Utilizing polycyclic aromatic hydrocarbons as an indicator of post-wildfire contamination and as a tracer for source apportionment in a large watershed in central British Columbia, Canada

The Nechako River Basin in central British Columbia is a large (52,000 km2), regulated basin that supports sockeye and chinook salmon and the Nechako white sturgeon. These species have been experiencing population declines and one potential cause of this decline is excess sediment, which clogs their spawning habitat, reducing juvenile success. The basin is under pressure from a dammed reservoir, industrial forestry and agriculture, the Mountain Pine Beetle epidemic, and large wildfires in 2018 and 2021, each of which influence the river's sediment regime. This research aims to identify the connectivity between upland burned areas and adjacent waterways after the 2018 wildfires by determining spatial and temporal contamination by polycyclic aromatic hydrocarbons (PAHs) in the Nechako River and its tributaries. PAHs are produced during the combustion of organic matter and may be toxic to aquatic organisms and humans. Source soil samples were collected in 2018 from burned and unburned sites, the former being re-sampled in 2020 and 2021, while suspended sediment samples were collected from 2018-2021 in three tributaries and three mainstem sites. Samples were analysed for PAHs and other properties such as loss-on-ignition, particle size, and colour.

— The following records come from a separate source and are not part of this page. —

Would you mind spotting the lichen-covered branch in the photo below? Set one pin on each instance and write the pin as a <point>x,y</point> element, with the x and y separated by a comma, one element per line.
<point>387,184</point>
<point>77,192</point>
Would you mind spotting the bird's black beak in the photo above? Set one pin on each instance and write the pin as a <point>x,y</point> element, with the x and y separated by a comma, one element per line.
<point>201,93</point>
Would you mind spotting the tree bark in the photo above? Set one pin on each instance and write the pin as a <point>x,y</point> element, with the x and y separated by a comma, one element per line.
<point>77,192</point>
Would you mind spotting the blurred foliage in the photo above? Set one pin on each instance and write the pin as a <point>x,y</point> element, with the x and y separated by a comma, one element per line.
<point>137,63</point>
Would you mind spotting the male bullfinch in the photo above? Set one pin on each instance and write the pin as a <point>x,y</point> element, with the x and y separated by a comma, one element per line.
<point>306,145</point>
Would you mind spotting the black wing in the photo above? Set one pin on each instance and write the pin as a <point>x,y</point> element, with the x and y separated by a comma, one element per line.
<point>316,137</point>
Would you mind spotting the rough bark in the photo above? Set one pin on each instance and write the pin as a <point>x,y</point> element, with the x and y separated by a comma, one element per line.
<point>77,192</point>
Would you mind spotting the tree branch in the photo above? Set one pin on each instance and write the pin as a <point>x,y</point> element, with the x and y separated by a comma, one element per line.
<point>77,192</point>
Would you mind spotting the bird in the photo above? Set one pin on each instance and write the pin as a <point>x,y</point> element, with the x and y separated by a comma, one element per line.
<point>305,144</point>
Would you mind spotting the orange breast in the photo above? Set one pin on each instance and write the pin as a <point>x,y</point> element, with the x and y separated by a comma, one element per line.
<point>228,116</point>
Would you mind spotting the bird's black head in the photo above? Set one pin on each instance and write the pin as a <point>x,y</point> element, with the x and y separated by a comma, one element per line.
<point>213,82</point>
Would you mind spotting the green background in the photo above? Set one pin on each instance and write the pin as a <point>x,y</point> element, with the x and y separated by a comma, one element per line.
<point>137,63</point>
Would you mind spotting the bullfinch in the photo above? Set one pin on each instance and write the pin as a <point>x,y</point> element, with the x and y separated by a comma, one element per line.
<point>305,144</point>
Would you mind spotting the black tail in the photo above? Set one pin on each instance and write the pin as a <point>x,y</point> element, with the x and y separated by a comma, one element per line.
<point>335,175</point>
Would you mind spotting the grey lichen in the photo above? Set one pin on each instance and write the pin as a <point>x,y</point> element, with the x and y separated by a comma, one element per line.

Results from the fall 2018 source samples show a significant difference in PAHs between unburned and burned soils, and concentrations in burned areas in 2020 remain elevated compared to unburned soils. Elevated concentrations of PAHs were detected in tributaries in the first year after the fire however, the highest values were found at the most downstream site on the Nechako mainstem, located in a town with some industry, suggesting an additional PAH source. The highest concentrations were found in samples taken during the spring snowmelt period in 2019 but are well below sediment quality guidelines for total PAHs. This study also explored the use of PAHs as a sediment tracer to determine if burned areas were a more significant contributor of fine sediment than unburned areas. Initial modeling shows that burned organic material can be a significant source of sediment to the river, but that unburned material is still the dominant source, likely due to the lack of observed overland erosion in the basin and significant contributions from unburned banks.